The end of the powwow left a positive feeling that there would be much more to come for Indigenous events on campus. Sylvester highlighted what it meant to have non-Indigenous people welcome and be part of the event.

“[At the Pow Wow,] knowledge transmits not only within the Indigenous circle but also in the non-Indigenous circle, and therefore it will create this unified effect and the base for reconciliation so you have all these future allies — you have these young leaders who, when they graduate beyond university, they’re able to take what they learn here by the powwow either [by] being on the committee or just attending, and that sticks with you for the rest of your life,” she said.

“They can bring that with them as they move forward.”

Bennett remarked that the powwow was a demonstration of non-Indigenous and Indigenous people coming together to reconcile and better understand the past that was a “pretty dark chapter in Canada’s history.”
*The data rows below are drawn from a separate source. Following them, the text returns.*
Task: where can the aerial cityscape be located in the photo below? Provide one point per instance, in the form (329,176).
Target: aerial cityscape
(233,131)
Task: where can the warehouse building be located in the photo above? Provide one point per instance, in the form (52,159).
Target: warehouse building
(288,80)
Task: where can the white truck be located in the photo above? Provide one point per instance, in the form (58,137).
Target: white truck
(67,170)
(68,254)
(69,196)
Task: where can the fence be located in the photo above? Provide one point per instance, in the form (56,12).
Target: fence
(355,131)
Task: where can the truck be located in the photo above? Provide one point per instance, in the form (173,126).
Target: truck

“There’s a real presence now of amazing Indigenous people right amongst us… [and] the only way we can go forward is in that partnership, in the Two Row Wampum, in us having the kind of leadership that the Indigenous Studies Students’ Union demonstrated today,” she continued.

NATHAN CHAN/THE VARSITY

NATHAN CHAN/THE VARSITY

The Two Row Wampum was originally an agreement between the Haudenosaunee and Dutch settlers in the seventeenth century. The treaty described two vessels travelling down the same river together, parallel to one-another, each with their own set of laws, customs, and traditions, and never interfering with the other, only living in partnership.

The Two Row Wampum has made its way into contemporary discourse surrounding reconciliation between Indigenous and non-Indigenous peoples. The challenge now lies in working together to achieve and implement a unique traditional worldview. Allowing Indigenous people to have space to honour their culture and gather in a proudly Indigenous manner is just the first step in achieving that relationship.